According to the independent report, which followed a year-long enquiry, the gangs were almost entirely made of up of men from a Pakistani background. They were allowed to continue their activities with little intervention by the authorities, the paper suggests, with social workers and other frontline professionals afraid to focus on the ethnic background of the perpetrators because this might damage community relations.
Council leader Roger Stone offered his “heartfelt apologies” along with his resignation. However, to date no one working in a senior managerial position at the council when the abuse was at its height has been disciplined, according to The Times.
Youth workers submitted research on three separate occasions – in 2002, 2003 and 2006 – highlighting their concern over the abuse but none of their reports were followed up by managers.
In 2012, confidential documents also came to light highlighting the failure of local authorities in the area to prosecute individuals for child abuse.
The newly published report, entitled Independent Inquiry into Child Sexual Exploitation in Rotherham (1997 – 2013), cites a widespread belief amongst many frontline professionals “that some senior people in the council and the police wanted to play down the ethnic dimension”.
The report was written by former senior social worker Alexis Jay. She said:
“I was told that some elected members seemed to be in denial about the issue and refused to believe that such a thing could happen in Rotherham.”
There can be no question that this scandal is a shameful indictment of not only of the perpetrators of the abuse but also of the authorities who are charged with protecting vulnerable children. It is yet another example of a lack of joined-up thinking and action by the Police, local authorities, social services and health workers and lessons need to be learned to prevent a repeat of these tragic events.
The abuse of vulnerable children and people, whether the abuse is of a sexual nature, physical, emotional or otherwise, is rampant throughout the world and Government agencies need to re-think their approach to stamping it out.

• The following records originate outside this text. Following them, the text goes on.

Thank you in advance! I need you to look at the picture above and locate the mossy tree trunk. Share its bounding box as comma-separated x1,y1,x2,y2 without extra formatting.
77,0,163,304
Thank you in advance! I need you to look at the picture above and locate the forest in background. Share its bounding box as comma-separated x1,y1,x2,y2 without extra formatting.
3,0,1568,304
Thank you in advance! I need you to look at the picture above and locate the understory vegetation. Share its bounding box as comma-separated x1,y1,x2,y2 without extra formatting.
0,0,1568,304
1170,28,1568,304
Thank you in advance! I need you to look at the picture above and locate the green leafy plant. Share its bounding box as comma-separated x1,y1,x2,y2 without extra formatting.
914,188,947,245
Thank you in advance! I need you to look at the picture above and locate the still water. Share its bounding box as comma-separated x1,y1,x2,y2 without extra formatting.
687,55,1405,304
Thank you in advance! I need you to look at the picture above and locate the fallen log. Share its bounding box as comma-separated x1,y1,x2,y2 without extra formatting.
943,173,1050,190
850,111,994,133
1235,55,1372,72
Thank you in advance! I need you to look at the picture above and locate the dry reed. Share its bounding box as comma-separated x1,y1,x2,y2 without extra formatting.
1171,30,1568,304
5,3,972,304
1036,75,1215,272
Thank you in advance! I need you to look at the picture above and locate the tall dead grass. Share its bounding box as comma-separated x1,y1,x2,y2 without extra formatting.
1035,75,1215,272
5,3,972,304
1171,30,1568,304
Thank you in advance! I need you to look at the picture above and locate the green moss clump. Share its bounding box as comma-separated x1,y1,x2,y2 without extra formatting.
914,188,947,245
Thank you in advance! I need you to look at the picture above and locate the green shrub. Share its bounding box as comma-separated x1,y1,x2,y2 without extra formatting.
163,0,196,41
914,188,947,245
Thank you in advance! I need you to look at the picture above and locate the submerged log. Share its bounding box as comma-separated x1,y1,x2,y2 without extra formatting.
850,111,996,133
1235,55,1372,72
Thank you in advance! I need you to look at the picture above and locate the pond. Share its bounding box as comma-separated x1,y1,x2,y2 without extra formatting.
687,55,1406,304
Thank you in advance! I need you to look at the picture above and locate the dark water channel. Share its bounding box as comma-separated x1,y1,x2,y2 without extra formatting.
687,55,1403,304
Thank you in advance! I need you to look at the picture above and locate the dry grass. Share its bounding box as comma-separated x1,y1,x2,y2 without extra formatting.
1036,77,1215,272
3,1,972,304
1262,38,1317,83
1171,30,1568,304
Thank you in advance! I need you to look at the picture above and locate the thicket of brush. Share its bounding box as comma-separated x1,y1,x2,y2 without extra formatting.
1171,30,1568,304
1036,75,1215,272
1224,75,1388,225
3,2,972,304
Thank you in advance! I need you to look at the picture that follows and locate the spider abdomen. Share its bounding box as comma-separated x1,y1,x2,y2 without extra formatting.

We need to focus on the effects of such abuse on the victims and how their lives are shaped as a result of the abuse they have suffered. Each and every victim is likely to be severely traumatised and usually ashamed and embarrassed, particularly if the abuse takes the form of sexual abuse. It will affect them for the rest of their lives and they may never recover. They will need sensitive and empathetic counselling and a lot of support. We must be alive to the reality that when they themselves become adults, and potentially parents, their experiences will shape the way they parent and steps need to be taken when dealing with victims that such behaviour is not normalised, sothat they themselves become abusers.
Every one of us has a right to dignity and respect and this is enshrined in the Human Rights Act 1998, as well as the European Convention on Human Rights and its various articles.
In some cases victims may be able to seek compensation against authorities that have failed to protect them in circumstances where they were under a duty so to do. These cases have spawned a growth in child abuse compensation claims.
Professionals working with vulnerable children need to be trained to listen more carefully when complaints are made and must take those complaints seriously and then action them. It takes great courage to come forward and make a complaint but for this to be ignored only adds insult to injury for the victim.
Every effort must be made to protect children and young people from such ruinous abuse as they will be the adults of the future. Government and all organisations with an interest need to sit down and consider how children and young people can be better protected from what can only be described as a worldwide epidemic.